Another risk with implementing Clone is that the new variable isn't tracked by a VarStore but I don't think that should be problem either. If you are calling clone() manually then it should be expected that the clone won't be in a VarStore. The risk would be deriving Clone for a struct that stores Tensors and has those Tensors in a VarStore except you can't do that because VarStore doesn't implement Clone.

Any other reasons for / against? At this point I am in favour of implementing Clone for Tensor using the differentiable C++ clone() function.

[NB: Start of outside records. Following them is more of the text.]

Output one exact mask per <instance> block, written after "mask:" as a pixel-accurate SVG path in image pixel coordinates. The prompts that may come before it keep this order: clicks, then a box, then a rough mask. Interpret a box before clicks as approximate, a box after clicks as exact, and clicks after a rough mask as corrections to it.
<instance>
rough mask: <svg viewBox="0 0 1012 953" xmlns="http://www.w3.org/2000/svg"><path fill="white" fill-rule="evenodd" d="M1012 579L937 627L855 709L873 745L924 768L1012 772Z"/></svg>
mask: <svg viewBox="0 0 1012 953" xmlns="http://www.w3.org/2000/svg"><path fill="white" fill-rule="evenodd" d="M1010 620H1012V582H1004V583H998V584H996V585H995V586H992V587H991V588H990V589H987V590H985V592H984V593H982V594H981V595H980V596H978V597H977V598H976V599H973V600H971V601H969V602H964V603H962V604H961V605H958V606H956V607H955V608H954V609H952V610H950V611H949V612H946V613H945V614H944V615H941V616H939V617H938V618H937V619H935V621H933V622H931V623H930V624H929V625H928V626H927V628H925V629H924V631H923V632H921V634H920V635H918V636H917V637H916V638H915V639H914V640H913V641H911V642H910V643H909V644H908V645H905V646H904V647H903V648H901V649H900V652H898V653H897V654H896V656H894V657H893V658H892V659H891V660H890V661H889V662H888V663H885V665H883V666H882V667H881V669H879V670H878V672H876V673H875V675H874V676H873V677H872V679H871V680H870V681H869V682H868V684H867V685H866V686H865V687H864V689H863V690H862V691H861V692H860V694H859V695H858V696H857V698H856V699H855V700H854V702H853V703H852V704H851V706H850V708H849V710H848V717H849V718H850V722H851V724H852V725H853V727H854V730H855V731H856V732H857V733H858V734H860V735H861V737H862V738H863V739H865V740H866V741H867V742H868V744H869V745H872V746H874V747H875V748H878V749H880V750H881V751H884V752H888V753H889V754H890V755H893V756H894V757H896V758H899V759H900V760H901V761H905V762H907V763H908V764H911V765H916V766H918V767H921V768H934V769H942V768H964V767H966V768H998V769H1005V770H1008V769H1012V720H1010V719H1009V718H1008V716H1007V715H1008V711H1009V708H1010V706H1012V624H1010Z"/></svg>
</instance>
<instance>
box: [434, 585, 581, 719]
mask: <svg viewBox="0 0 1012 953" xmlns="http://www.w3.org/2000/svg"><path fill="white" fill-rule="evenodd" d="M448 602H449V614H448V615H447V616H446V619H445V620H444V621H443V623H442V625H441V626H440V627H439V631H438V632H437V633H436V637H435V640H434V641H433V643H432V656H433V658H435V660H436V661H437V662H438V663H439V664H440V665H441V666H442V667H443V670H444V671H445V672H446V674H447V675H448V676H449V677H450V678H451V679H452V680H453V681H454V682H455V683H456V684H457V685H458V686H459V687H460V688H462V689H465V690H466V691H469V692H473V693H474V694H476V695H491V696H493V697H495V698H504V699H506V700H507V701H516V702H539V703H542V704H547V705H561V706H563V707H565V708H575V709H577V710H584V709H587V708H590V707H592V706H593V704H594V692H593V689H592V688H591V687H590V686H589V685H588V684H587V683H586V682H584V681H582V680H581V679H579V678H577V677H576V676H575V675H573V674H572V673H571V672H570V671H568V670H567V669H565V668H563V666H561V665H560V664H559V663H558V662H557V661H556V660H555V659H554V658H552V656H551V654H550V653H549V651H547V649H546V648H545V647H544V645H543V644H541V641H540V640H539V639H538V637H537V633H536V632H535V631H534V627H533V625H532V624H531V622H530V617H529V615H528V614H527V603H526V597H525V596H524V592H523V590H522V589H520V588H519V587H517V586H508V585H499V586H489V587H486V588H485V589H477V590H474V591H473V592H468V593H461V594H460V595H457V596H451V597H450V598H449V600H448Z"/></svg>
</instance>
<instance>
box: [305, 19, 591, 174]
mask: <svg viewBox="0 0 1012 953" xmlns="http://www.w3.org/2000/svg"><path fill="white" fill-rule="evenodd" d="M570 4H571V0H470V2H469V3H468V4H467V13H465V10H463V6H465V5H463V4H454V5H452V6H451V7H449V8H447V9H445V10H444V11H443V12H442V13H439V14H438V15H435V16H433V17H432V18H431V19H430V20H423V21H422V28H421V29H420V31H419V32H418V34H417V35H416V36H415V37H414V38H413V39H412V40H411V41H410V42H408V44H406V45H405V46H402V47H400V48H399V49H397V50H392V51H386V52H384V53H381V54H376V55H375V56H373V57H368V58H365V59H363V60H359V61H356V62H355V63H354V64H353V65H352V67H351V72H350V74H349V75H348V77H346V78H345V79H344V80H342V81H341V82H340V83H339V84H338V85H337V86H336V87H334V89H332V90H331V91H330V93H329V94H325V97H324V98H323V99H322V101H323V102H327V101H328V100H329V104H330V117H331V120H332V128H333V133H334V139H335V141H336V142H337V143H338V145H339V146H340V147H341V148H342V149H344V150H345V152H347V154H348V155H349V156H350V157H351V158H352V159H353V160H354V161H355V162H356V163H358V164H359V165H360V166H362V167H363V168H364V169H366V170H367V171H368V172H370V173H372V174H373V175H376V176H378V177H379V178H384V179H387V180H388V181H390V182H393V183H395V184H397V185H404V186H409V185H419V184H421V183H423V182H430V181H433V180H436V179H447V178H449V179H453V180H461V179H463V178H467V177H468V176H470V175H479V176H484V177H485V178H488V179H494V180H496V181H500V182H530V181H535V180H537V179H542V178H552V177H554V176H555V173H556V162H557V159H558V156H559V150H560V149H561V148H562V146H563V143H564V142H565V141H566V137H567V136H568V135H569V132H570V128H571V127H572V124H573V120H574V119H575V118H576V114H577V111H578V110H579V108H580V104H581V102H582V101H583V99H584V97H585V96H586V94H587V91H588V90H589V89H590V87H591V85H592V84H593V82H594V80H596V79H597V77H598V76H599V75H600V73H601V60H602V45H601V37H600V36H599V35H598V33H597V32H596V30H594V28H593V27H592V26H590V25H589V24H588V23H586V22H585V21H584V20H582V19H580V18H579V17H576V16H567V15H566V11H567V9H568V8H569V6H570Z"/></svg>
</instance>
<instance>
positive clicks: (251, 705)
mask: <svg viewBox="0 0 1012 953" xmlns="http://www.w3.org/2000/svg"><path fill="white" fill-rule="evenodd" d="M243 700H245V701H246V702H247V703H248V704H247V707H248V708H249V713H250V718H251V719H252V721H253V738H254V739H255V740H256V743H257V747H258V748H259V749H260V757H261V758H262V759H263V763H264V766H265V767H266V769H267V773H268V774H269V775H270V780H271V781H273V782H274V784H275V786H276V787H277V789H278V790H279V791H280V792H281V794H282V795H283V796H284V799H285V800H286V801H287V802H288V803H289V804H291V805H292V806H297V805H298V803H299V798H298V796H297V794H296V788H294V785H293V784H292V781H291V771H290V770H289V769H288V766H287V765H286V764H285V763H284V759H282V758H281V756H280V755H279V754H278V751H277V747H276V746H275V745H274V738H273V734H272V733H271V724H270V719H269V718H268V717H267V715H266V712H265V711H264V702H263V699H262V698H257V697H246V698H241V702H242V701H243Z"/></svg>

edlanglois commented 3 years ago

Replying to https://github.com/LaurentMazare/tch-rs/issues/281#issuecomment-855287935 from @jerry73204

Another concern is that whether .clone() is shallow or deep affects the semantics of ownership. Currently, the self-modifying methods like .absolute_(&mut self) expects unique ownership. The shallow copy shares the underling data, making the ownership unsound. If libtorch knows concurrent self-modifying operations, just like many other concurrent data structures like dashmap, it should expect shared ownership.

I agree that clone() should be a deep copy. One reason is that the python and c++ clone() methods perform a deep copy so any tch-rs clone() should do the same. Another reason is that, as a user, I think of tch::Tensor as owning the data (even though that's not quite true) so I expect clone() to copy the data. The tch-rs API doesn't really advertise the fact that tch::Tensor is essentially Rc<RefCell<Data>> (on the C++ side), it's called Tensor not TensorHandle after all, so I think it would be surprising to experience a shallow copy on clone().

As for shallow_clone(), are you sure it's unsound? I'm not an expert on rust's soundness rules or anything but in sound rust code you can have two non-mut Rc<RefCell<Data>> pointing to the same data, modify the data with one, and then it will be modified when the other reads it. I assume that on the C++ side there is some sort of lock to prevent multiple concurrent modifications. If the C++ side is something like Arc<RefCell<Mutex<Data>>> then as far as I know it ought to be fine. The RefCell checks of only-one-&mut wouldn't be there in C++ (just the inner mutability) but since the tch-rs API doesn't let you safely get a pointer to the underlying data, I don't think you can end up with multiple mut references.

jerry73204 commented 3 years ago

The saying of soundness is that unique ownership &mut self does not respect the fact that data is shared in shallow copy. It should be &self instead even for self-modifying methods. It's not wrong about implementation, it's the API that does not respect the rule.

Data sharing is common libtorch in various ways, such as Tensor::view() leads to two owned instances with shared data. It could be explicit like Arc<RefCell<_>>, or be transparent and documented in terms of ownership. The thing is the ownership model of Tensor must be clearly defined. Consider the cases:

Taking mutable pointer to data can be marked unsafe. The practical use is to implement low level operations with CUDA. An example can be found in my tch-nms (link).